Xu Hu, Cao Wen-Zhe, Bai Yong-Yi, Dong Jing, Che He-Bin, Bai Po, Wang Jian-Dong, Cao Feng, Fan Li
Chinese PLA Medical School, Chinese PLA General Hospital, Beijing, China.
Department of Cardiology, the Second Medical Center, National Clinical Research Center for Geriatric Diseases, Chinese PLA General Hospital, Beijing, China.
J Geriatr Cardiol. 2022 Jun 28;19(6):445-455. doi: 10.11909/j.issn.1671-5411.2022.06.006.
To establish a prediction model of coronary heart disease (CHD) in elderly patients with diabetes mellitus (DM) based on machine learning (ML) algorithms.
Based on the Medical Big Data Research Centre of Chinese PLA General Hospital in Beijing, China, we identified a cohort of elderly inpatients (≥ 60 years), including 10,533 patients with DM complicated with CHD and 12,634 patients with DM without CHD, from January 2008 to December 2017. We collected demographic characteristics and clinical data. After selecting the important features, we established five ML models, including extreme gradient boosting (XGBoost), random forest (RF), decision tree (DT), adaptive boosting (Adaboost) and logistic regression (LR).

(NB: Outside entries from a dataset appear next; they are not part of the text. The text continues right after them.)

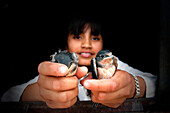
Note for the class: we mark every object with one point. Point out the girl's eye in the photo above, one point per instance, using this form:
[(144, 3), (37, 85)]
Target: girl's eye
[(76, 37), (95, 38)]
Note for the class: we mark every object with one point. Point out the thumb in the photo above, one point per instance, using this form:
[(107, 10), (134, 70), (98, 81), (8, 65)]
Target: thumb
[(81, 72)]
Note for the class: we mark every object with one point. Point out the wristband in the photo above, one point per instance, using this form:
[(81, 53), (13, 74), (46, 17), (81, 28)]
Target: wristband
[(137, 86)]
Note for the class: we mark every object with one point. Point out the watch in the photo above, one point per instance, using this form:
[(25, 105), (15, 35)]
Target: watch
[(137, 86)]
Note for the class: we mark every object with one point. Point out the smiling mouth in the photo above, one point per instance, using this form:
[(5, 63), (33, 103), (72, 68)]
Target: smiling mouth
[(86, 54)]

We compared the receiver operating characteristic curves, area under the curve (AUC) and other relevant parameters of different models and determined the optimal classification model. The model was then applied to 7447 elderly patients with DM admitted from January 2018 to December 2019 to further validate the performance of the model.
Fifteen features were selected and included in the ML model. The classification precision in the test set of the XGBoost, RF, DT, Adaboost and LR models was 0.778, 0.789, 0.753, 0.750 and 0.689, respectively; and the AUCs of the subjects were 0.851, 0.845, 0.823, 0.833 and 0.731, respectively. Applying the XGBoost model with optimal performance to a newly recruited dataset for validation, the diagnostic sensitivity, specificity, precision, and AUC were 0.792, 0.808, 0.748 and 0.880, respectively.
The XGBoost model established in the present study had certain predictive value for elderly patients with DM complicated with CHD.
基于机器学习(ML)算法建立老年糖尿病(DM)患者冠心病(CHD)的预测模型。
基于中国人民解放军总医院北京医学大数据研究中心,我们确定了一组老年住院患者(≥60岁),包括2008年1月至2017年12月期间10533例患有DM并合并CHD的患者和12634例患有DM但无CHD的患者。我们收集了人口统计学特征和临床数据。在选择重要特征后,我们建立了五个ML模型,包括极端梯度提升(XGBoost)、随机森林(RF)、决策树(DT)、自适应提升(Adaboost)和逻辑回归(LR)。我们比较了不同模型的受试者工作特征曲线、曲线下面积(AUC)及其他相关参数,并确定了最佳分类模型。然后将该模型应用于2018年1月至2019年12月收治的7447例老年DM患者,以进一步验证该模型的性能。
选择了15个特征并纳入ML模型。XGBoost、RF、DT、Adaboost和LR模型在测试集中的分类精度分别为0.778、0.789、0.753、0.750和0.689;受试者的AUC分别为0.851、0.845、0.823、0.833和0.731。将性能最佳的XGBoost模型应用于新招募的数据集进行验证,诊断敏感性、特异性、精度和AUC分别为0.792、0.808、0.748和0.880。
本研究建立的XGBoost模型对老年DM合并CHD患者具有一定的预测价值。